毎年、ゴール前は、10分の1秒の中に4、5頭がなだれ込むスプリンターズステークスは、厳しいレースになっている。レース実況は覚悟はしているが、難儀なだけに「運命は志のあるものを導き、志のなきものを引きずっている」を胸に、いつもチャレンジしている。それでも、ここ5年、1、2番人気馬が揃って連対を外したことはなく、少なくともどちらかは上位に来ている。難しいからと言って、そんなに目茶苦茶ではない。
レッドファルクスの史上初のスプリンターズステークス3連覇なるかとか、ファインニードルの史上5頭目の同一年春秋スプリントGI優勝なるかが話題になっているが、気にしたいのはその年令だ。7歳のレッドファルクスは少しズブくなっていて、春の2つのGI戦は不完全燃焼だったと聞いているが、過去の例から、7歳馬は苦しく、よくても2、3着がせいぜいと出ている。
一方のファインニードルは、夏を完全休養にあて、久々の前走で、外枠、道悪、58キロを克服して完ぺきな勝利だった5歳馬。今年に入って同じ日本馬には負けていないところから、ここでは有望。JRA賞最優秀短距離馬のタイトルも現実味を帯びている。この馬には、「運命の中に偶然はない。人間はある運命に出会う前に、自分がそれをつくっている」のT・W・ウィルソンの言葉があてはまる。元気なのだから、どんな苦難でも乗り越えられる。

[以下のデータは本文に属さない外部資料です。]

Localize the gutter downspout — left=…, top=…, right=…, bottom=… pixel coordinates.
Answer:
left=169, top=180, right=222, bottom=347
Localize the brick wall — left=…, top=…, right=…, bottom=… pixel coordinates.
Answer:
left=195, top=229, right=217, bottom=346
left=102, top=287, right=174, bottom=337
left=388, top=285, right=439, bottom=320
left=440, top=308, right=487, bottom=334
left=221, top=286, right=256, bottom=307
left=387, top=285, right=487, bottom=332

サマースプリントチャンピオンは、これまで2、3着が2回ずつあるだけで、まだスプリンターズステークスは勝てていない。だが、アレスバローズには気性面の成長があって競走馬として本格化したことと、藤岡佑騎手がこの春、NHKマイルカップをピンチヒッターで勝ち、GI初優勝をしていて、人馬の勢いを感じる。これも「ある運命に出会う前に、自分がそれをつくっている」くちになる。
圧倒的に差し、追い込みが決まるレースでは、そういうタイプの伏兵も考えたい。これには、「ある時間、待ってみる力をふるい起こすように」という大江健三郎の言葉をそえたい。マイル戦から距離を短かくしているムーンクエイクは、京王杯スプリングカップのレコード勝ちが光る。惨敗の後の2度目のスプリント戦、父アドマイヤムーンの切れ味が魅力だ。さて、運命や如何に。